Él asiente, y juntos nos adentramos en la noche. Las estrellas nunca han estado tan cerca; el cielo es un reflejo de sus ojos, capaces de desatar tormentas y de otorgar paz.

  — Mi padre vendrá a visitarnos después de la luna de miel — anuncio, mi voz es un hilo de anticipación a la llegada de mi progenitor.

  — Será un honor conocerlo — responde, entrelazando mis dedos con los suyos.

  — Él es... — vacilo, buscando las palabras —, digamos que tiene un carácter fuerte.

  Su sonrisa es un faro en la oscuridad.

  — No puede ser más difícil que el antiguo rey — comenta, aunque su sonrisa se atenúa.

  — ¿Cómo era él? — pregunto, movida por la curiosidad.

  La pregunta lo incomoda, y un silencio se extiende entre nosotros.

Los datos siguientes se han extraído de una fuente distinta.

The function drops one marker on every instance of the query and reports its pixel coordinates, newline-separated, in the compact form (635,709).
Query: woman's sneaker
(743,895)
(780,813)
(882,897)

  — Era un hombre de carácter firme — finalmente dice, su tono es una mezcla de respeto y distancia al tema que le ha quitado la sonrisa de los labios manchando su rostro de seriedad.

  Decido no indagar más, respetando el velo de silencio que se ha tejido.

  — Disculpe si le he causado alguna molestia — me disculpo, buscando su comprensión.

  — No hay nada que disculpar, con usted puedo hablar de cualquier tema — asegura, y su halago es un bálsamo para mi alma.

  Nuestros labios se encuentran en un beso que es pasión y deseo de estar uno desnudo sobre el otro. La llegada de Humboldt interrumpe nuestro momento.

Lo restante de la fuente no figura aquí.